The first stop on the 2022 Classic Bass Champions Tour is in the books with competitors battling it out on Pools 4 and 5 of the Mississippi River. Tommy Parker, 18, of Minnetonka, Minnesota, came away with the victory after finessing 51 pounds, 4 ounces of bass from rip-rap stretches in the single day, split-session event that witnessed Bagley Pro Staffers, along with second-place finisher Ron Mehr, snag four of the top 15 spots on the leader board.
“I’m pretty happy with my performance considering I’m a rookie on this particular tour,” said Mehr, 45, from Paynesville, Minnesota, after coming from behind to take the lead briefly with less than 30 minutes remaining before finishing 15 ounces shy of the top slot with a 50-pound 5-ounce total. “I fell a little short but finishing second in a field that featured some of the best anglers in the country, some might say the world, is something to hang your hat on.”
According to Mehr, the section of river he chose to work had fish in all three stages of the spawn. “I love to target post-spawn smallmouths when they set up on rip-rap, so I was mostly fishing shallow with a Bagley Balsa B1 Squarebill Crankbait. That lure runs shallow, isn’t easy to hang, and draws ferocious strikes when you bang it off rocks. It ended up playing a big part in my success as the bite came alive from the bank out to four-foot depths during the afternoon hours. Anytime I get in a situation where that approach is going to come into play, I know my chances are really good because I’ll have a Bagley crankbait at the end of my line. The saying really is true: ‘balsa is better!’”

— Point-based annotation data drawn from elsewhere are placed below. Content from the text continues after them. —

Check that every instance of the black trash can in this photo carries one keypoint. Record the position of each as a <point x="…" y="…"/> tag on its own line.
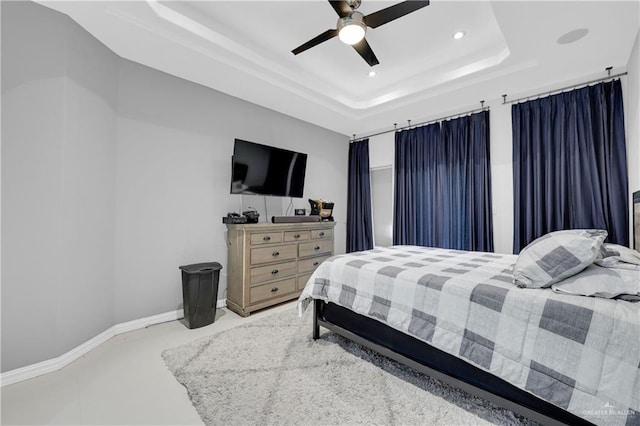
<point x="200" y="293"/>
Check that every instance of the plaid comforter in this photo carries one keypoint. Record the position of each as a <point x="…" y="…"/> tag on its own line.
<point x="579" y="353"/>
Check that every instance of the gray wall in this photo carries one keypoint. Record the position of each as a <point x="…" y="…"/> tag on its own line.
<point x="58" y="156"/>
<point x="173" y="178"/>
<point x="113" y="175"/>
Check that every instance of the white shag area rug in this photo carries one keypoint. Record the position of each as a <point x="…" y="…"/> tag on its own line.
<point x="271" y="372"/>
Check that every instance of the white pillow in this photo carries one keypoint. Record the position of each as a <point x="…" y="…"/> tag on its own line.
<point x="602" y="282"/>
<point x="556" y="256"/>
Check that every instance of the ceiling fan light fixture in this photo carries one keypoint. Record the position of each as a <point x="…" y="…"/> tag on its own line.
<point x="351" y="28"/>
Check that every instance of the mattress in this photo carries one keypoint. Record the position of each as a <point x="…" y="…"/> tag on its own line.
<point x="581" y="354"/>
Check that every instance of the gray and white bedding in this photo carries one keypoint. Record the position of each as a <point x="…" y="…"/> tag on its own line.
<point x="579" y="353"/>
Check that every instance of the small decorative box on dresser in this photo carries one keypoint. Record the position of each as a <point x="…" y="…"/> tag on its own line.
<point x="271" y="263"/>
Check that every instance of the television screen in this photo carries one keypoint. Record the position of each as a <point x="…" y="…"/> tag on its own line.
<point x="265" y="170"/>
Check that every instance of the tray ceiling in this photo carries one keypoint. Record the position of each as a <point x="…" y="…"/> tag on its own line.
<point x="243" y="48"/>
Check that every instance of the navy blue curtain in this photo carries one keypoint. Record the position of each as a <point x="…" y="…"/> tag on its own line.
<point x="570" y="165"/>
<point x="359" y="218"/>
<point x="443" y="185"/>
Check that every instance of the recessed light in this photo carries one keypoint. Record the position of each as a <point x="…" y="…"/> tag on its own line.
<point x="572" y="36"/>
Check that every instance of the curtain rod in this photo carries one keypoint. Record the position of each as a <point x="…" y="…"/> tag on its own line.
<point x="539" y="95"/>
<point x="409" y="125"/>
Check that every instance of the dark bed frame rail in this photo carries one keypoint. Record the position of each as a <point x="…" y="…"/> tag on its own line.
<point x="318" y="321"/>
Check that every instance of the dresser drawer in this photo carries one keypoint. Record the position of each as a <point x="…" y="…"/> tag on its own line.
<point x="296" y="236"/>
<point x="273" y="253"/>
<point x="310" y="265"/>
<point x="315" y="247"/>
<point x="321" y="233"/>
<point x="274" y="289"/>
<point x="261" y="274"/>
<point x="258" y="238"/>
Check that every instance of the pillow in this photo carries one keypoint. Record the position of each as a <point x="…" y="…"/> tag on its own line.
<point x="602" y="282"/>
<point x="556" y="256"/>
<point x="617" y="256"/>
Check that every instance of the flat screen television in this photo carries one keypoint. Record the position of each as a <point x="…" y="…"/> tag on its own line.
<point x="266" y="170"/>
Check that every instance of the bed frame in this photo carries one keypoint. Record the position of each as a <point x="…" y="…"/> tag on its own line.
<point x="547" y="415"/>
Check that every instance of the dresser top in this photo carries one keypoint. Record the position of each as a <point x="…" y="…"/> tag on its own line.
<point x="263" y="226"/>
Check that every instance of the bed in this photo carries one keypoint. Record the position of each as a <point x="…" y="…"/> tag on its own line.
<point x="553" y="357"/>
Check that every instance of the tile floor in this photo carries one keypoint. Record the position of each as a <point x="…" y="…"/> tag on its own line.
<point x="123" y="381"/>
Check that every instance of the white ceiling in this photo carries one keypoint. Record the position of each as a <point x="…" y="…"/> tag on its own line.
<point x="243" y="48"/>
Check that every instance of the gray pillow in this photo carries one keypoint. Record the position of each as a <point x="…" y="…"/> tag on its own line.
<point x="602" y="282"/>
<point x="556" y="256"/>
<point x="617" y="256"/>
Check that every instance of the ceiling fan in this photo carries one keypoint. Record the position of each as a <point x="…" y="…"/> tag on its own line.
<point x="352" y="25"/>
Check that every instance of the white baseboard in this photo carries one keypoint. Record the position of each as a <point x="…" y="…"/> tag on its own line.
<point x="55" y="364"/>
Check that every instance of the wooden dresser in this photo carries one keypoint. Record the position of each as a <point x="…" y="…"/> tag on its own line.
<point x="271" y="263"/>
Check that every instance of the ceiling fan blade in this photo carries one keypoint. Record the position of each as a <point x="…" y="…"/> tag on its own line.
<point x="329" y="34"/>
<point x="390" y="13"/>
<point x="341" y="7"/>
<point x="363" y="48"/>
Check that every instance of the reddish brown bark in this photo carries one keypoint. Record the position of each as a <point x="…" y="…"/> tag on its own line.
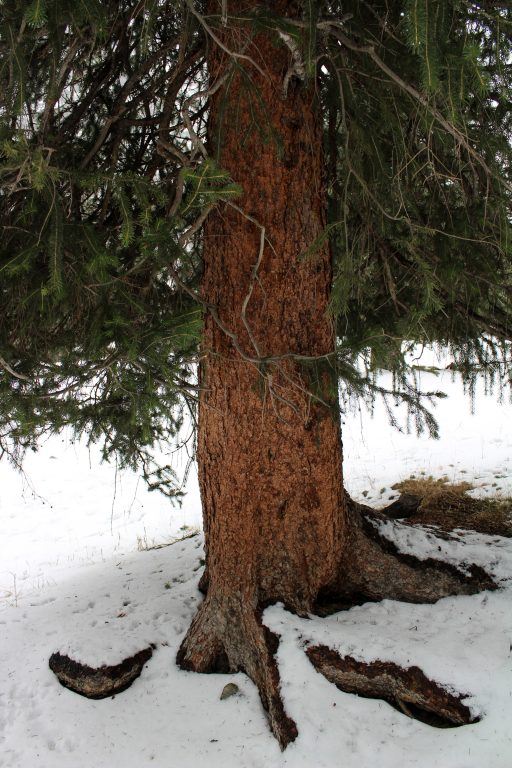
<point x="269" y="452"/>
<point x="278" y="526"/>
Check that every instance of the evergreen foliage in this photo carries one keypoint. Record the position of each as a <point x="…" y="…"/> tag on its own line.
<point x="105" y="181"/>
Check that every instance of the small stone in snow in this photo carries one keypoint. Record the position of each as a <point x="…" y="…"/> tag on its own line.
<point x="229" y="690"/>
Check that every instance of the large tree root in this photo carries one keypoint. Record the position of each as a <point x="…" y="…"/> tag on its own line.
<point x="98" y="682"/>
<point x="230" y="637"/>
<point x="376" y="570"/>
<point x="407" y="689"/>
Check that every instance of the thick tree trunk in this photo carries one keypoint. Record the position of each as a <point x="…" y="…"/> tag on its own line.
<point x="278" y="525"/>
<point x="269" y="450"/>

While Mehr had his fish right where he wanted them during the afternoon, Bagley pro staffer, Tony Hatten, 48, from Richmond, Minnesota, found the fish more skittish than during his practice sessions when he hit the water for game day. Adjusting on the fly to quickly dropping water levels, he managed to claw his way to tenth place with a very respectable 32 pounds, 15 ounces of Mississippi bronzebacks.
“I had a solid crankbait bite during practice, but with the wind picking up, the sun shining bright and the water level dropping about 18 inches during the event, the smallmouths in my spots were growing increasingly shy by the minute, requiring a switch to finesse techniques,” recalled Hatten. That limited the time his crankbaits saw in the water during contest hours, but Bagley’s Sunny B still played a significant role in his performance.
“I had to probe really slow with tiny swimming jigs, dropping the size as the water levels receded and the fish began nipping rather than striking,” continued Hatten. “Still, I put my Bagley crankbaits to good use locating the fish. In practice, they helped me select my spots and feel confident I knew where the schools were holding. Then, during the tourney, I used them to seek out aggressive feeders and confirm I was right on target before investing time with my jigging approach. All things considered, I’m pleased with my performance, especially since I earned significant Angler of the Year points.”
Finishing in 12th place with a 31-pound 10-ounce haul, Dane Vocelka, 31, of Richmond, Minnesota, attributed at least some of his success to a selectin of Bagley Baits.
“This really was a learning event for me,” admitted the Bagley pro who is a rookie on the tour. “I’ve got to say, though, that my Sunny B and the Bagley Knocker B surface bait really did the job. I was cranking the Sunny B in current seams where most competitors might throw a tube lure. I could roll it from strong current into soft current and get bit in about four feet of water off rip-rap walls or subtle points along the mainland channel and that accounted for the majority of my fish.”
With his bone-colored Knocker B, Vocelka concentrated on shallow areas where he knew some bass were pulling off their beds. “That bait was clutch for me,” he said. “It put my biggest bass in the boat around 11 a.m., and then added two more smallmouths – a total of nearly eight pounds – with 20 minutes to go in the contest. It really helped me make up for a lack of bites in the afternoon sun.”
As for Bagley Pro Staffer Noah Schultz, who finished 14th with 30.9 pounds of bass, a slow morning found him grinding it out with a drop-shot approach, but the afternoon provided a hot crankbait bite with a red crawdad color Sunny B the shining star.
“I was burning that crankbait with the current in seams and around wing dams during the afternoon and managed to make up a lot of ground with the smallies. When that lure is hot, it’s a tough one to beat,” said the 38-year-old from Waseca, Minnesota.